Viele so genannte linke Kritiker des historischen Sozialismus greifen Leninisten wie mich oft als »Stalinisten« oder »Tankie« an und verkünden gleichzeitig ihre eigene ideologische Überlegenheit und Reinheit. Sie sind im Allgemeinen empört oder geradezu verwirrt, wenn Leninisten behaupten, dass diese »linken Kritiker« die Arbeit der Bourgeoisie und der Imperialisten verrichten. Was wollen wir damit sagen?

Was ist legitime Kritik?

Der Marxismus ist eine wissenschaftliche Form des Sozialismus. Die Wissenschaft lernt aus ihren Fehlern. Daher ist es logisch und positiv, sich mit Kritik und Selbstkritik zu beschäftigen und daran zu denken, dass die großen sozialistischen und fortschrittlichen Denker, die vor uns kamen, nicht den Luxus hatten, einem bereits existierenden Modell des Sozialismus folgen zu können. Sie haben sich oft geirrt, weil sie Pioniere auf unbekanntem Terrain waren. Es sollte uns nicht überraschen, dass sie Fehler gemacht haben, aber wir sollten diese Fehler auch nicht übertreiben oder sie dazu benutzen, ihre großen Erfolge und Errungenschaften zu schmälern. Für uns ist es einfacher, weiter zu sehen, denn wir stehen auf den Schultern von Riesen.

Leninisten sind keineswegs gegen Kritik. Es ist völlig legitim, die theoretischen Beiträge Lenins zu analysieren und in Frage zu stellen, wie sie zum Beispiel von Stalin, Mao oder Che Guevara angewandt wurden. Allerdings sollte diese Kritik prinzipienfest sein und auf Fakten beruhen. Sogenannte »linke Kritiker« wie Trotzkisten, verschiedene Anarchisten und Revisionisten plappern einfach bürgerliche Argumente, bürgerliche Propaganda und »Fakten« nach, die ihnen von bürgerlichen Quellen geliefert werden. Oftmals geschieht dies völlig unabsichtlich. Ihnen fehlt einfach die notwendige Quellenkritik, das Verständnis dafür, wie Medien, Wissenschaft und anderes funktionieren und wie die Bourgeoisie sie beeinflusst. Ihre Unfähigkeit, dies zu begreifen, ist deshalb besonders tragisch, weil sie behaupten, Marxisten zu sein.

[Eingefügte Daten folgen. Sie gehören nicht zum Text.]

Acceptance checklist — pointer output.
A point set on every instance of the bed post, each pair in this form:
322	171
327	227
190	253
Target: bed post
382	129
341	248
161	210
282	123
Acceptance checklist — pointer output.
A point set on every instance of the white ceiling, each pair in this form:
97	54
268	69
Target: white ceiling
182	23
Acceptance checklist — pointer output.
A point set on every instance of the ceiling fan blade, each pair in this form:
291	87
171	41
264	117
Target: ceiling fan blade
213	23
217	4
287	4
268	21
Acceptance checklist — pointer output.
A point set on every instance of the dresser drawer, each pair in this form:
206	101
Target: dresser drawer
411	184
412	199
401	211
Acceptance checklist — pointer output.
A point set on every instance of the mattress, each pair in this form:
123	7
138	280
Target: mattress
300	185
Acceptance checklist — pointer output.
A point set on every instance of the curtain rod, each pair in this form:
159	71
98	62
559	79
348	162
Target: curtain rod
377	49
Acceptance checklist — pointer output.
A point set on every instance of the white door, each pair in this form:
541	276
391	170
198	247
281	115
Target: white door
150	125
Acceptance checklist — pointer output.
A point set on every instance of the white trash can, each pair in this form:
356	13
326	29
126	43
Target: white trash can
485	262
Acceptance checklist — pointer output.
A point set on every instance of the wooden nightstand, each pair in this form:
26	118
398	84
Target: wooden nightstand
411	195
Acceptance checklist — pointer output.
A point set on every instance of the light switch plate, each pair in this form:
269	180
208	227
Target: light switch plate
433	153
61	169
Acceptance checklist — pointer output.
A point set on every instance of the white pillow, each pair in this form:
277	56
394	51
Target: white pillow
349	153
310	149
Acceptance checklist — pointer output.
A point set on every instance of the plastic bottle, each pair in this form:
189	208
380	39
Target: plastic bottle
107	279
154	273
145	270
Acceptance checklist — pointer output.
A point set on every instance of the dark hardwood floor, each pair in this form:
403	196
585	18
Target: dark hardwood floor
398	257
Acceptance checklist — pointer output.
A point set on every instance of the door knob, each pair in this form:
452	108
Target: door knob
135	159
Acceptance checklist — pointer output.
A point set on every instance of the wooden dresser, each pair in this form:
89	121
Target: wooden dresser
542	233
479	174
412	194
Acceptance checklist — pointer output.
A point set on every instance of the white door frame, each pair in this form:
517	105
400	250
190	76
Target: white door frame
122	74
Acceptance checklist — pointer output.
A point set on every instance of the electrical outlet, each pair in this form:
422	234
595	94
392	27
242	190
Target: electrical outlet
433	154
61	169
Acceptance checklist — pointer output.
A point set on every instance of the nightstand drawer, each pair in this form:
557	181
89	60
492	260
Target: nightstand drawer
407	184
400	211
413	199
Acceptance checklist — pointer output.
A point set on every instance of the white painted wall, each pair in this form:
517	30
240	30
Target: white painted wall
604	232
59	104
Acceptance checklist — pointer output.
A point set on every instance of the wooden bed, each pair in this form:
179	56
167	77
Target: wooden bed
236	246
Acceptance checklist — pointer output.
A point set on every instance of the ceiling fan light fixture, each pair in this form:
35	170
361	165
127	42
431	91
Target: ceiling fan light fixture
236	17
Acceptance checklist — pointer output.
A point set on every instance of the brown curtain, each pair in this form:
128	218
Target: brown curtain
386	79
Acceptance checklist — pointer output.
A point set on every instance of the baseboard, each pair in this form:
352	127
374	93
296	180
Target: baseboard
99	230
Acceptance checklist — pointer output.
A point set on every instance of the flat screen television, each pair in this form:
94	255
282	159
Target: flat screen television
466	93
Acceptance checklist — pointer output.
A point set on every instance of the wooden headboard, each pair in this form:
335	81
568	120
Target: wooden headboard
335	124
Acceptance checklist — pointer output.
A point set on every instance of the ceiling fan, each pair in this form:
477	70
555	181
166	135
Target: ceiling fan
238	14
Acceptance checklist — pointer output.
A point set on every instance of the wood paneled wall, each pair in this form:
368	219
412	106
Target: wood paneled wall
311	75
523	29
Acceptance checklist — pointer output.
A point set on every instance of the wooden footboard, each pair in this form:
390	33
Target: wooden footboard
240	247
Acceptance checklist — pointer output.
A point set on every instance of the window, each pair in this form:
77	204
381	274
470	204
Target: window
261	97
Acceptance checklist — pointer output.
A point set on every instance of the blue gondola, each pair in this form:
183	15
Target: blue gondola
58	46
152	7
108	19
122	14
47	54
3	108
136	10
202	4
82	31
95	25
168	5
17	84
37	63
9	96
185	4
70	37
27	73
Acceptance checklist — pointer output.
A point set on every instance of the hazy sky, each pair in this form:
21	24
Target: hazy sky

Dabei war es Marx selbst, der darauf hinwies, dass die Ideologie der herrschenden Klasse immer die herrschende in der Gesellschaft ist und infolgedessen oft von einer großen Zahl von Menschen auch außerhalb dieser herrschenden Klasse vertreten wird.

»Die Experten sagen mir, dass Sie falsch liegen!« (Beweisführung und Beweislast)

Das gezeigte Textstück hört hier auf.